Scott Hatfield . . . . said...

But at that point one should not also make truth-statements about it. Because that makes it a metaphysic.

OK, that is something I can nod my head to.

But let me ask you this: what is your take on the ontological status of scientific theories? Do you come down in favor of scientific realism, which holds that theories should be increasingly-close approximations to what is real, and are thus in some sense 'true'? Or would you take the instrumentalist view, that theories are simply models, 'black boxes' we use to compare how closely our inputs and outputs match, and not necessarily 'truth-statements' with a capital 'T'?

For the record, my take is a pragmatic one: we should aspire to build theories which actually do approach reality, but we should have some humility about our cognitive limitations and past missteps, and as a practical matter treat theories as models? Ultimately, I don't think I'm in the 'Truth Business'. I think I'm in the 'Model-Building and Testing Business.'

Stan said...

Scott asked,
what is your take on the ontological status of scientific theories?

And he said,
Ultimately, I don't think I'm in the 'Truth Business'. I think I'm in the 'Model-Building and Testing Business.'


I agree with this statement. It correlates to some extent with your description of the "instrumentalist" approach, which in turn recognizes the need for intellectual humility in the face of ever-more unknowns. With this sort of description, rigor is easily induced, and agendas are reduced.

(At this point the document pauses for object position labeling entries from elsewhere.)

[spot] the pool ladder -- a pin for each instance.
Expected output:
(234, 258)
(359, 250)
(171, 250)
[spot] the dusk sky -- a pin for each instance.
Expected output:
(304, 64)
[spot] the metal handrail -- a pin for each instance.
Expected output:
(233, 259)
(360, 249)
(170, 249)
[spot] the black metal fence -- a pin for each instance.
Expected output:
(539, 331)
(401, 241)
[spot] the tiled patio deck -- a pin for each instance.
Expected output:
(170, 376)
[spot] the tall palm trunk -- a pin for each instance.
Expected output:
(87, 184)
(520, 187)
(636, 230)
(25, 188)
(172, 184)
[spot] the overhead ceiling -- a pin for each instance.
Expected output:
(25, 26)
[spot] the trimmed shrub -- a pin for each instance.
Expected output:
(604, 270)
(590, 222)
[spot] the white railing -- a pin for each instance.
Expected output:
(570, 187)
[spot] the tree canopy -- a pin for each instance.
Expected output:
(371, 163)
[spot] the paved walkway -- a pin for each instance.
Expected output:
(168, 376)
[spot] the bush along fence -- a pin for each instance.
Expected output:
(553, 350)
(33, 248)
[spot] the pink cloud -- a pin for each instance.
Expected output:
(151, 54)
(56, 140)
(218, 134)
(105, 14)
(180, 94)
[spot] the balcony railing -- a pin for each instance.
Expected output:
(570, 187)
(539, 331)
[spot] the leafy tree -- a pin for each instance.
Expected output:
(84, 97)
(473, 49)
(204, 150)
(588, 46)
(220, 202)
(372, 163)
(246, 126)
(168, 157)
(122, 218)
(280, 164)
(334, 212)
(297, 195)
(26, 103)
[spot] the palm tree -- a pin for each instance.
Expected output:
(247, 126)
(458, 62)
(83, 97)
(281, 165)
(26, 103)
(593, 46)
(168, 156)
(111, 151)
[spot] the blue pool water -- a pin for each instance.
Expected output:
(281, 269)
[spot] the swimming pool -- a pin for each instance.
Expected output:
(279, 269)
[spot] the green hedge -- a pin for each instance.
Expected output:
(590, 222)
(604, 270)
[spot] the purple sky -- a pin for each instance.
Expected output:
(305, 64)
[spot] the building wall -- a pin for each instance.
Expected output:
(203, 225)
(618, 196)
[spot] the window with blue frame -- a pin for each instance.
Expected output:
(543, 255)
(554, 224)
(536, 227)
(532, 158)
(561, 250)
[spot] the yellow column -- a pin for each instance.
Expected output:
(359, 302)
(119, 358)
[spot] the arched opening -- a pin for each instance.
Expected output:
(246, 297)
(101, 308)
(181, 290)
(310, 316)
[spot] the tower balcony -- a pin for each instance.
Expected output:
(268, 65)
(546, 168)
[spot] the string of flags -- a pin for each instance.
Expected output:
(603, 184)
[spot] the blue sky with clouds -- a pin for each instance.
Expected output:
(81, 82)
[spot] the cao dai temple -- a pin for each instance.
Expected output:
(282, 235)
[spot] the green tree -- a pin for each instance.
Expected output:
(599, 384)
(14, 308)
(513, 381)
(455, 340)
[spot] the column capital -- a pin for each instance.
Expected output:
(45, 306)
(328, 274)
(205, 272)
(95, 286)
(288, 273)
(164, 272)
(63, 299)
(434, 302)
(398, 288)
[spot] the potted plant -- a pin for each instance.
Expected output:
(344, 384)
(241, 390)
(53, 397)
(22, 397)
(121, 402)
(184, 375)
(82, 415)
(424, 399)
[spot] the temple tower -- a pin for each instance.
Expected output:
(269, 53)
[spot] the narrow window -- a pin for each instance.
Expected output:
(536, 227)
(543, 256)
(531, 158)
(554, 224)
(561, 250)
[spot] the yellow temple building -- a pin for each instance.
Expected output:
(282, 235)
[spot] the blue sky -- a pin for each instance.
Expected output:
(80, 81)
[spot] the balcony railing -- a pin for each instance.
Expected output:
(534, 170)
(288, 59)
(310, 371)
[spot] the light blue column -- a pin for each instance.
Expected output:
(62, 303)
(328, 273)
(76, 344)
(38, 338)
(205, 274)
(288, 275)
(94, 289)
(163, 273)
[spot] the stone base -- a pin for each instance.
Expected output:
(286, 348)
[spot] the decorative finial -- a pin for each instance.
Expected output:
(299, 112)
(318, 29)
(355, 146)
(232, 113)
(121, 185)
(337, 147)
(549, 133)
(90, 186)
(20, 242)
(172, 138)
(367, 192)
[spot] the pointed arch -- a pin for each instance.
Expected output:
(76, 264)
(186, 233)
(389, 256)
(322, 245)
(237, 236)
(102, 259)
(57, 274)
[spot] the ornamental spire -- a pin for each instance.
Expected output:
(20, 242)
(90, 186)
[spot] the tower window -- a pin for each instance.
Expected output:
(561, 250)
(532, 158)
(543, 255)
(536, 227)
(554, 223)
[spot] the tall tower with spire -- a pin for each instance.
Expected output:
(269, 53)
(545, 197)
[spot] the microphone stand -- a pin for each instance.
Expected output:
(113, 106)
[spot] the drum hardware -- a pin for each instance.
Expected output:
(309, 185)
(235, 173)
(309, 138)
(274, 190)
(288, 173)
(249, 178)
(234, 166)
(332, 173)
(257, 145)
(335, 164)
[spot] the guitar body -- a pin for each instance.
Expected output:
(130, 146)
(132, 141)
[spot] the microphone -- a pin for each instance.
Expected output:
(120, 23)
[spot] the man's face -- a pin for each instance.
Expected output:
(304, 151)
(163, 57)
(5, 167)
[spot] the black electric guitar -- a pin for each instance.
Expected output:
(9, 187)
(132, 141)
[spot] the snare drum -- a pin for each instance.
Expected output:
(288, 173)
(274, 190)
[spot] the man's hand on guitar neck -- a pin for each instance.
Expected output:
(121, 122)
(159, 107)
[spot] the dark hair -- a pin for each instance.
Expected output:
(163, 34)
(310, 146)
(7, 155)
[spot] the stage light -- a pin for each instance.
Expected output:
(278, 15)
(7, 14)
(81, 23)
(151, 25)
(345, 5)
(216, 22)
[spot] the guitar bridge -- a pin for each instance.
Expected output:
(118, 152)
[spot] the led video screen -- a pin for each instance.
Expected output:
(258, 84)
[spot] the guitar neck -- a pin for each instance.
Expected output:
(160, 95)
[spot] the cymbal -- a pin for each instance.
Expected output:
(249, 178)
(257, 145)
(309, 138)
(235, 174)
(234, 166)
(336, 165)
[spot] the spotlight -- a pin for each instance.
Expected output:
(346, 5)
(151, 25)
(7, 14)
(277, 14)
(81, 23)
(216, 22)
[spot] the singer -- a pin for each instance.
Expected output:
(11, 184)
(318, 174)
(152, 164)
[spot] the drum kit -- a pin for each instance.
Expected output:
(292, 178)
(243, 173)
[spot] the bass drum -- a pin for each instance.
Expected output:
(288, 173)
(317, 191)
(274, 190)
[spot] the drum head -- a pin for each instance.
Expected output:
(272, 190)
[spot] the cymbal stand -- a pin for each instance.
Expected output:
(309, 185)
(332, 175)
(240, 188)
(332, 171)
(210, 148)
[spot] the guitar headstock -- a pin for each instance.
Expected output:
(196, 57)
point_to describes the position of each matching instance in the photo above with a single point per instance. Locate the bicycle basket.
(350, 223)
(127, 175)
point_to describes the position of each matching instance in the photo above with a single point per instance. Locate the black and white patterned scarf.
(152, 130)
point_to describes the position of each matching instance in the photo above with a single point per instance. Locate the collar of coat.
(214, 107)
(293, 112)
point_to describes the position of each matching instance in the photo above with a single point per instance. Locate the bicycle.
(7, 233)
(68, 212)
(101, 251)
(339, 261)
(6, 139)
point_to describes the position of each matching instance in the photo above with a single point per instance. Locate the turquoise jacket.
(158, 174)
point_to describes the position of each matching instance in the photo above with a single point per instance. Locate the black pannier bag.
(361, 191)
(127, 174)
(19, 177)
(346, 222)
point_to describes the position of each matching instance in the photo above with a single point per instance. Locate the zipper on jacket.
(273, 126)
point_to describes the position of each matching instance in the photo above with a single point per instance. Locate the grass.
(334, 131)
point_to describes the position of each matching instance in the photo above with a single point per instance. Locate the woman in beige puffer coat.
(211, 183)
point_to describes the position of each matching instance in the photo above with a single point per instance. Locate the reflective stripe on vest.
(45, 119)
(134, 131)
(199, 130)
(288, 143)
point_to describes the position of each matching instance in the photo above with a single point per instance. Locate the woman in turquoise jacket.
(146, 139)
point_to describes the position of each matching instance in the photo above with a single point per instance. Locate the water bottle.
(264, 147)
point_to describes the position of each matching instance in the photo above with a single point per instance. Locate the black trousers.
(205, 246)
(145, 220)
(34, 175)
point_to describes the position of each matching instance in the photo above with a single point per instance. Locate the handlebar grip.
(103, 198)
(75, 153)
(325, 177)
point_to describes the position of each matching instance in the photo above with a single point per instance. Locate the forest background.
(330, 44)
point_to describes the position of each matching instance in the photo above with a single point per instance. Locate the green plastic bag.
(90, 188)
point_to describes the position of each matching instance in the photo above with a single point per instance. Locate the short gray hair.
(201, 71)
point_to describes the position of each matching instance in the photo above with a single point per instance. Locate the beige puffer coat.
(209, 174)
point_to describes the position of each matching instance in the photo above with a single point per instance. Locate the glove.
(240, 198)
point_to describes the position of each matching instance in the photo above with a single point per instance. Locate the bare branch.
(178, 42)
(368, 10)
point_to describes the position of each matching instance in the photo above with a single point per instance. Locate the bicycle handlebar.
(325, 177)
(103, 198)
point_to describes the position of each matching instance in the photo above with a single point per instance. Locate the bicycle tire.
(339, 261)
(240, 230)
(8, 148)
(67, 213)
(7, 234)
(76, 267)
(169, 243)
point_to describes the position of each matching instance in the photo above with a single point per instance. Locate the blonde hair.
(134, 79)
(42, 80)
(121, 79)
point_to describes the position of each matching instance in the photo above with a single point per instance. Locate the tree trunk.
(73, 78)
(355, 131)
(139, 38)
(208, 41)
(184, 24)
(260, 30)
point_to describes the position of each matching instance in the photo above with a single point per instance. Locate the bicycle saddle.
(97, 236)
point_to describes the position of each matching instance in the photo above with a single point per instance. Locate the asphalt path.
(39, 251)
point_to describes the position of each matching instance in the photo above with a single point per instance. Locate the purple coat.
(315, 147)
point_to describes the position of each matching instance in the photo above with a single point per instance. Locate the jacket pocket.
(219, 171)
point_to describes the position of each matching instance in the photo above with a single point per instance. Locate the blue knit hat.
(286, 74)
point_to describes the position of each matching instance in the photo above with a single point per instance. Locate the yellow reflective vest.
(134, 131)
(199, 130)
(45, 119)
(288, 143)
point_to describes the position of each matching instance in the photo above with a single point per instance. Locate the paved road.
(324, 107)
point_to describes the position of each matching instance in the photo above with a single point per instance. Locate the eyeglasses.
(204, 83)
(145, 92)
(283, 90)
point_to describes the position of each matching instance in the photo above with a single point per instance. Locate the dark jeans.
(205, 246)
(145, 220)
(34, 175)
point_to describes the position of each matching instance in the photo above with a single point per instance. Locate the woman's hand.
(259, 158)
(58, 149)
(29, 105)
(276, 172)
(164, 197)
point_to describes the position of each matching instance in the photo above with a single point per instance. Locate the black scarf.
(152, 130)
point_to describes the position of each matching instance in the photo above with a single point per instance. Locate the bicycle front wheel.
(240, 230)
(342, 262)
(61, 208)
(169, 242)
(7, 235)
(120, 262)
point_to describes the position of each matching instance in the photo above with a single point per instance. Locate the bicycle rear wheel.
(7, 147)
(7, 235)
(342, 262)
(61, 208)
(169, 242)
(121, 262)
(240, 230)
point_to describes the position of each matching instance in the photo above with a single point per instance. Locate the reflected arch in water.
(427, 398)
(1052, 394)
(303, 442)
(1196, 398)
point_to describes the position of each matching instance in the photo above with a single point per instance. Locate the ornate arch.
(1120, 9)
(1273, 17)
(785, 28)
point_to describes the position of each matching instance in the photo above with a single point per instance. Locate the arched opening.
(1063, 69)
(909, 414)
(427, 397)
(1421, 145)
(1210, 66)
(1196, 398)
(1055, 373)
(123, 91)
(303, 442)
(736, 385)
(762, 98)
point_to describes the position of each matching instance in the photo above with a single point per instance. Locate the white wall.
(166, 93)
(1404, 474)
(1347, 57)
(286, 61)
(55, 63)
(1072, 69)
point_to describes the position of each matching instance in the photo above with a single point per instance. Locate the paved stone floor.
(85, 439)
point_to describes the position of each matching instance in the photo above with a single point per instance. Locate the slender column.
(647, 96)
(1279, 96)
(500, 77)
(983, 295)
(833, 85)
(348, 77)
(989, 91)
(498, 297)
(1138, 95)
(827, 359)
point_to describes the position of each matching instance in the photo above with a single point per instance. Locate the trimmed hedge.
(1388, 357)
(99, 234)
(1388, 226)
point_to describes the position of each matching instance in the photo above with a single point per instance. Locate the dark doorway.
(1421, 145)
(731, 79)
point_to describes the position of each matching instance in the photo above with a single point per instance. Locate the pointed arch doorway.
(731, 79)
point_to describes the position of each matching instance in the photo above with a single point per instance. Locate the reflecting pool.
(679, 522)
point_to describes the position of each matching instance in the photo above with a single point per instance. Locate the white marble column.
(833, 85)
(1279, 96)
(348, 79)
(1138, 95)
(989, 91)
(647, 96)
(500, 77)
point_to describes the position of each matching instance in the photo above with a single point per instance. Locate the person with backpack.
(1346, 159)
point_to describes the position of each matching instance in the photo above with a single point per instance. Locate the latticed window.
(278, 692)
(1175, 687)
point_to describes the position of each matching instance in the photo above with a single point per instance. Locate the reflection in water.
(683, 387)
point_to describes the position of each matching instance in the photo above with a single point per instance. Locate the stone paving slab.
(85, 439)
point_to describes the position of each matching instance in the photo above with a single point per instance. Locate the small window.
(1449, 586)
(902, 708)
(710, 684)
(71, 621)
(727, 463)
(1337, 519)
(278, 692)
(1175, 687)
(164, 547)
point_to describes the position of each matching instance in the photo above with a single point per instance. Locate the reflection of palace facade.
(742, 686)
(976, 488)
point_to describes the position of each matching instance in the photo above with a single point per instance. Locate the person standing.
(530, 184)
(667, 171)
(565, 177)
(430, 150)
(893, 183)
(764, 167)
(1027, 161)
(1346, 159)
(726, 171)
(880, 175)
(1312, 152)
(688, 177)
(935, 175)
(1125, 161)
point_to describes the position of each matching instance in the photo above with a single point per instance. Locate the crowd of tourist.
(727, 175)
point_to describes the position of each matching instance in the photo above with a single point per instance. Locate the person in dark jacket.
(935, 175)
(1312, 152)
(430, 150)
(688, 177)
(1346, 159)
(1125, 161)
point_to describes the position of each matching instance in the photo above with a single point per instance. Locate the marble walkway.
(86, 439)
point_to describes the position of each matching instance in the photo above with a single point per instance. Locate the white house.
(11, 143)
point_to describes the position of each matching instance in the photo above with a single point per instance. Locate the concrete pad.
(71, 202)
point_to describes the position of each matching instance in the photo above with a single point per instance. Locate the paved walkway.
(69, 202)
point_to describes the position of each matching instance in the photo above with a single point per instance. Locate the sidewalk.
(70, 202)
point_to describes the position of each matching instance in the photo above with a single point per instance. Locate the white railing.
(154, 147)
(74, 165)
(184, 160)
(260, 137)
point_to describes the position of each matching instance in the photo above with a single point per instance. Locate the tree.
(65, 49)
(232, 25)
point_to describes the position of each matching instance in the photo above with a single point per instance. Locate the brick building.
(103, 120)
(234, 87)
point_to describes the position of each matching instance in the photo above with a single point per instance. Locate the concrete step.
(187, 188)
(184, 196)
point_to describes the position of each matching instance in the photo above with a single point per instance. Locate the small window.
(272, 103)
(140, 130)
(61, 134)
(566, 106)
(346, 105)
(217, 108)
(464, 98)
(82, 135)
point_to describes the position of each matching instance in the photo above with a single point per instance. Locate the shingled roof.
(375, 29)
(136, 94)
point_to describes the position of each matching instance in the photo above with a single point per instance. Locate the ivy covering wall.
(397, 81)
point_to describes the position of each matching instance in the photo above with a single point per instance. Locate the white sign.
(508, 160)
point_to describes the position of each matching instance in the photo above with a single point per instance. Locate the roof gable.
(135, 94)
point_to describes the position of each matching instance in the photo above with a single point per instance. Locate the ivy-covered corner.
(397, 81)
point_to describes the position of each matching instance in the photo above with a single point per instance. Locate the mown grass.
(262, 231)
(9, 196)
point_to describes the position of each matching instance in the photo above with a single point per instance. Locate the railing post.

The degree of "validity" of an hypothesis is (too) often transposed with the idea of "truth" of the hypothesis. This confusion of terminology makes the hypothesis seem to be an absolute, which does not exist in science.

The degree of validity might be quite high, given the current ability to measure, and current understanding of "axioms"; but all that can change (as it did when the idea of a static, fixed universe was obsoleted by the new idea of an expanding universe).

The axioms of evolution are under revision right now: the tree of life; selection as the dominant driver, etc.